The increase spurred fears that the central bank was about to embark on a broader push for higher borrowing costs, even though the Fed maintained the federal funds rate, its main policy tool, in a range of zero to 0.25 percent.
The central bank said the discount rate move was an effort to pull back on the measures it had taken to increase liquidity in financial markets, and did not presage tighter monetary policy, a message repeated by Bernanke on Wednesday.
He stuck to the playbook, said John Canally, an economist at LPL Financial in Boston. The Fed is trying to back away from its liquidity measures and to reduce its balance sheet somewhat, but the Fed is going keep rates low for an extended period.
Bernanke said, however, that the time would come for tighter policy and he argued the Fed possesses a broad array of tools to remove such accommodation when the time is right.
Among the Fed's options, he said, are reserve-draining transactions with financial institutions. One such program, a term deposit facility that would give banks the incentive to park their money at the central bank, could be operational shortly after being tested this spring, the Fed said in its semiannual report to Congress.
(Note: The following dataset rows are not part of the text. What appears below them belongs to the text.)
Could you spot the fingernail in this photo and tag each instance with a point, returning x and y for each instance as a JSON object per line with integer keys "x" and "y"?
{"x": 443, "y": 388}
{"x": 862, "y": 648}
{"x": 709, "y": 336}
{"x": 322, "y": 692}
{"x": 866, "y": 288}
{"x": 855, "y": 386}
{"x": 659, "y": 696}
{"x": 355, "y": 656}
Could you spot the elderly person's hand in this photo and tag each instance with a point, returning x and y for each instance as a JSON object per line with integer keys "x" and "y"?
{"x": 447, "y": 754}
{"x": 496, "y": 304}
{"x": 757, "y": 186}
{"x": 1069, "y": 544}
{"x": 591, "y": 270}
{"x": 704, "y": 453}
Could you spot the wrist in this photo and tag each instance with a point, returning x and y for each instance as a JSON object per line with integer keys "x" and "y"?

Most analysts do not expect the Fed to raise the benchmark federal funds rate until sometime in the second half of the year, at the earliest. Similarly, a Reuters poll released on Wednesday showed economists expect the European Central Bank to keep euro zone interest rates on hold until the fourth quarter. [nLAG006123]
While the Fed and ECB appear to be heading toward a tightening, the situation is less clear in Britain. Bank of England policy-maker Adam Posen told Reuters Insider that the BoE would expand its quantitative easing program if we have to.
Acknowledging congressional efforts to overhaul financial regulation in the wake of a severe crisis, Bernanke urged lawmakers to preserve the confidentiality of banks who borrow from the Fed's emergency discount window. However, he added that officials would support disclosing borrowing at other special lending facilities, though with a lag.
He defended the central bank's role in bank supervision, which is under threat from key proposals in the Senate, saying information gleaned from overseeing banks was critical in helping guide its response to the crisis.